Plants Affecting the Digestive System (Part I)

Table of Contents

Part I: Excessive Salivation

Part II: Gastrointestinal Impaction and Obstruction Caused by Plants

Part III: Vomiting

Part IV: Nightshades

Part V: Diarrhea

Part VI: Lectins

Part VII: Rhododendron Grayanotoxins

Alphabetic Plant List

Glossary

Numerous toxic plants cause digestive problems in animals either through direct effects of the plant on the gastrointestinal system or indirectly by affecting other organs with a secondary effect on the digestive system. In this chapter, only plants that have a direct effect on the digestive system will be discussed. Excessive salivation, abdominal pain (colic), impactions of the stomach or intestines, bloat, constipation, and diarrhea are all signs that can be attributed to plants affecting the digestive system.

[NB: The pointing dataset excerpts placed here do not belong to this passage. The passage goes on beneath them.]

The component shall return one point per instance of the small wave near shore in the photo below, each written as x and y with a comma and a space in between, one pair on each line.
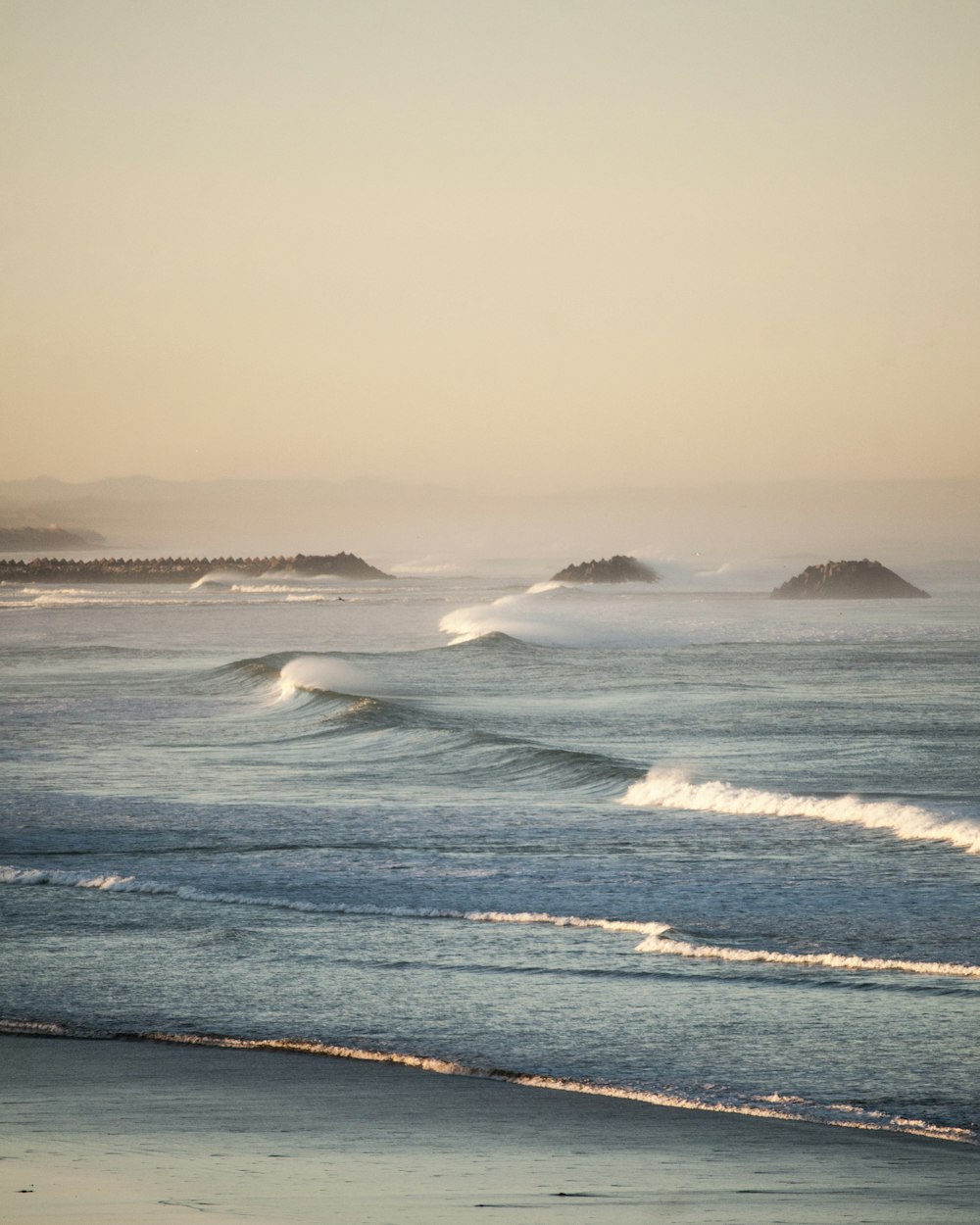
769, 1105
655, 934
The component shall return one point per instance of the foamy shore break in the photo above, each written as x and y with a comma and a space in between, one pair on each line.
185, 569
138, 1131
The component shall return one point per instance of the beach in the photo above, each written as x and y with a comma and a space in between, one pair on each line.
142, 1132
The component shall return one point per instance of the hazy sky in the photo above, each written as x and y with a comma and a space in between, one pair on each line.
517, 245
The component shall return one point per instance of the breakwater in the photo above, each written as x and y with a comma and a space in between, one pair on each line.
182, 569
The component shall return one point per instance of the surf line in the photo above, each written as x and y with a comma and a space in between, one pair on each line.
774, 1105
655, 935
671, 789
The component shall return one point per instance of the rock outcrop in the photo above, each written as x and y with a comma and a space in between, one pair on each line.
608, 569
848, 581
182, 569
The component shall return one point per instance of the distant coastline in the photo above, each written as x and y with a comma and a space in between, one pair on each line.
184, 569
24, 539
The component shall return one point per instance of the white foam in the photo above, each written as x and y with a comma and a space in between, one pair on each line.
671, 789
772, 1105
653, 934
319, 674
660, 944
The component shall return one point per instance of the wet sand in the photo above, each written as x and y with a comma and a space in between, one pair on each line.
138, 1132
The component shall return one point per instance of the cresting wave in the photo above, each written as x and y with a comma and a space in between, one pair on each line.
655, 939
671, 789
773, 1105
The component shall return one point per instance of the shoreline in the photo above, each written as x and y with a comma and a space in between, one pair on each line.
98, 1130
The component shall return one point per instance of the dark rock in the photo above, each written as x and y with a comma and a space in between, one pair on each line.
608, 569
848, 581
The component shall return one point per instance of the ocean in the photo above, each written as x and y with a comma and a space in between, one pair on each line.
699, 849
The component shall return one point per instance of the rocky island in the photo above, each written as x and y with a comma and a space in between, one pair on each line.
608, 569
184, 569
848, 581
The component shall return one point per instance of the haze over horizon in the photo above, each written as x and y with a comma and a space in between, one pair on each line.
508, 246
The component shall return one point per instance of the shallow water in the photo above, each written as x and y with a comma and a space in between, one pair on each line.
704, 848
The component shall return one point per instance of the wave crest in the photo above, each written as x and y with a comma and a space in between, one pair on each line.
769, 1105
671, 789
655, 934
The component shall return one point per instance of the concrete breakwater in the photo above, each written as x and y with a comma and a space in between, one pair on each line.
184, 569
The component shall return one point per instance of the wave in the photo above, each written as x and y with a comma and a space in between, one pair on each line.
671, 789
655, 934
782, 1106
560, 615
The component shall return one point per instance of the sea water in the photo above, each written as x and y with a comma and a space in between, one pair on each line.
704, 849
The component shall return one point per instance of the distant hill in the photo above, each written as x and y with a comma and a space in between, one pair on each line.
25, 539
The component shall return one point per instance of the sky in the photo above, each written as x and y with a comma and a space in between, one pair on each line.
504, 245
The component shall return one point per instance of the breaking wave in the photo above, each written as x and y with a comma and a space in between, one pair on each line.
655, 937
671, 789
772, 1105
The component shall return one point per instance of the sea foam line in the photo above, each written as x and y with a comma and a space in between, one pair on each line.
773, 1105
671, 789
653, 932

Part I: Excessive Salivation

Excessive salivation, characterized by drooling or frothy saliva around the lips, may be caused by a variety of things including chemical irritants fungal toxins, virus and bacterial diseases affecting the mouth, teeth problems, choking caused by esophageal obstruction, and various toxic or injurious plants. Grazing animals that eat sharp grass awns, spiny plants such as the prickly pear cactus (Opuntia spp.) (Fig. 3-1A), or those with burs such as burdock (Arctium minus) (Fig. 3-1B) and cocklebur (Xanthium spp.) (Fig. 3-1C) may injure the oral mucosa. Some common grasses such as foxtail barley (Fig. 3-2A), bristle grass (Fig. 3-2B) and sandbur (Fig. 3-2C) have seeds with sharp awns that can become embedded in the tongue and gums of animals eating them. Initially excessive salivation may be noticed, but in time the grass awns or spines that are imbedded in the mucosae create large ulcers. The awns are not easily visible in the ulcers because they become embedded in the granulation tissue filling the ulcer. It is not uncommon for some sharp grass awns to penetrate the skin of animals, migrate through the tissues, and act as a foreign body causing abscesses and draining wounds far from the site of penetration [1]. Grasses with sharp awns that commonly become embedded in the mouth, ears, and skin of animals are included in Table 3-1.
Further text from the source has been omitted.